嫌味を言ったつもりだったが、ケイは露骨に悲しい顔をした。


「随分と冷たい女だな。あれでもお前の元旦那だろう?」

「もう関係ないわ。あいつが死のうが生きようが、私にはどうでもいい事なのよ」

 

本当にどうでも良かった。一度でも愛した男を、こうも見殺しにするとは自分でも意外だった。五年という歳月が、ここまで自分を冷酷に仕立て上げたのかもしれない。ケイに冷たい女だと言われても仕方ないか。

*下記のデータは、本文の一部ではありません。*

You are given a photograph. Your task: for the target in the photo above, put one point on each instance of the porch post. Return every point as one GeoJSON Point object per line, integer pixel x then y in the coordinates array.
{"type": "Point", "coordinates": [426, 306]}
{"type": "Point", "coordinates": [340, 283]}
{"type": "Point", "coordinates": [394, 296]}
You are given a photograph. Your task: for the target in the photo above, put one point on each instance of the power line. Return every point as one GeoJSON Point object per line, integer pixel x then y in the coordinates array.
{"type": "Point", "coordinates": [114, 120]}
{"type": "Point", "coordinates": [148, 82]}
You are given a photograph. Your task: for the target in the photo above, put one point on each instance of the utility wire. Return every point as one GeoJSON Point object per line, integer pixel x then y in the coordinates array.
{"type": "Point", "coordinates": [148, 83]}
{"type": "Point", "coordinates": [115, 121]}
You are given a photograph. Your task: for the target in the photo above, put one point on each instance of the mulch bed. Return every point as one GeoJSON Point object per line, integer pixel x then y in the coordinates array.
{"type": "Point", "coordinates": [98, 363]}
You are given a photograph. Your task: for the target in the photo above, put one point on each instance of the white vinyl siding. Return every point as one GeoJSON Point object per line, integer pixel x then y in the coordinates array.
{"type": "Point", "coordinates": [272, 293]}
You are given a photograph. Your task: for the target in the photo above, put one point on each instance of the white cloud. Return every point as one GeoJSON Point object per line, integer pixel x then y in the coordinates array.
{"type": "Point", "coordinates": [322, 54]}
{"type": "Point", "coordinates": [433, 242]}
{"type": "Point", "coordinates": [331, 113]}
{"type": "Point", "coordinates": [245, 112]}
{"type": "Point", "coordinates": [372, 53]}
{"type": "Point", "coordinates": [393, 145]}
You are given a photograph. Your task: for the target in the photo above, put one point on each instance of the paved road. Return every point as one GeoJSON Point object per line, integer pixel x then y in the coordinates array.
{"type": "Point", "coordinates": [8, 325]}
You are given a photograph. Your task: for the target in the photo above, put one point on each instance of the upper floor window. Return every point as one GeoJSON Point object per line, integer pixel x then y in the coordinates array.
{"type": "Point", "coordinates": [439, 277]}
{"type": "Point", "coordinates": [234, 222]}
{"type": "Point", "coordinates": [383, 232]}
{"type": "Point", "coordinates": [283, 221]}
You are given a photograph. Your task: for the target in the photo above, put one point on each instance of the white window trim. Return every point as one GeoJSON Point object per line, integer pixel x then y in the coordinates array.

「関係ない、か。一応励ましの言葉として受け取ろう」ケイがコートを着直す。「俺が永市を殺しても、望美は何とも思わないのか」

「……おそらく」

 

二人は互いに見つめ合った。二つの瞳から真意を読み取ろうとする。その黒々とした瞳から、しばらく目を逸らすことが出来なかった。


「本当に車を取りに戻るだけだ、待っていてくれないか」

「そう、わかった。お風呂にでも浸かって待っているわ」

 

ケイの横をすり抜けてリビングに戻ろうとしたが、不意に腕を掴まれ、後ろから強く抱きしめられた。突然の抱擁に再び身体が疼き、鼓動が一気に早くなる。


「マリアは必ず取り返す。だから望美は安心して待っていてくれ」

 

自分がまた逃げ出すとでも思ったのか。ケイの大胆な行動に望美は嬉しくてたまらなかったが、いかにも平然とした態度で対応する。


「その言葉、信用出来るの?」

「信用してもらうしかない……帰ったら、事情を説明する」

 

支えを失った望美は、しばらくその場で立ち尽くしていた。この状況に酔いしれてしまいそうだ。汗臭くなかったかしら、と望美は自分の服の匂いを嗅いだ。やっぱり汗臭い。今日は念入りに身体を洗っておこうと、急いでお風呂場に向かった。